Doug Robb is a personal trainer, a fitness blogger and author, a competitive athlete, a social media nerd and a student of nutrition and exercise science. Since 2008, Doug has brought his real-world experience online via his health & fitness blog, Health Habits.

5 Comments

  1. Pingback: The Link between Dopamine and your Unfortunate Addiction to Ice Cream

  2. vonbe

    June 22, 2009 at 9:51 pm

    Interesting. I run the treadmill on 8-9 for over an hour almost everyday. The calorie counter (which I’m not sure is of accuracy) usually says about 700-800. Then lift weights and work abs. I can’t seem to lose weight though. I weight 124-127 pounds now. I was 116-119. I really want to go back, but i think I’m trying too hard. Also, I tend to gain weight when I fall into these bulimic cycles. So i tossed my scale and I feel like I do a lot better, but i still can’t get a flat stomach and it bugs me when i look in the mirror. I also feel that i restrict my diet too much.

    I’m really in a whirlwind right now so I’m trying to find a solution. The best one i can think of is to NOT THINK ABOUT IT at all, and to not care so much.

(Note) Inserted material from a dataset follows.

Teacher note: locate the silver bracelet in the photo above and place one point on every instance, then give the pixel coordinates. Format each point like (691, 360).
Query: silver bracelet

    1:I think I’m going to try to do the 6 meals.
    2:work out (already do)
    3:make a bed time no later than 9:30/10
    4: augh… put a stop to this bulimia habit

    just over all organize my body.
    wish me luck =/

  3. Sean

    June 8, 2009 at 3:51 pm

    I can attest to this completely. Due to my work schedule (10p-6a) and home life, I basically do not sleep Mon-Fri ( 1-2 naps per day ranging from 1-3 hrs long). I workout-hard- at least 3x a week and eat right, but still can’t shake those last few unwanted percentage points of fat. And I KNOW it’s due to the lack of sleep.

  4. Chris - fitnessfail.com

    June 8, 2009 at 2:44 pm

    I’d be interested in seeing changes in cortisol levels as well. Cortisol tends to get lumped as a “bad hormone” in our community, which isn’t really accurate, but elevated cortisol levels are certainly bad, and associated with both times of stress and weight gain.

  5. Todd I. Stark

    June 8, 2009 at 11:03 am

    I find that my impulse control goes down when I’m sleep deprived, I tend to snack when exposed to food cues even though I’m not really feeling hunger. However that’s not neccessarily an explanation, I would think that effect would show up as “increased appetite” if it were significant in the study.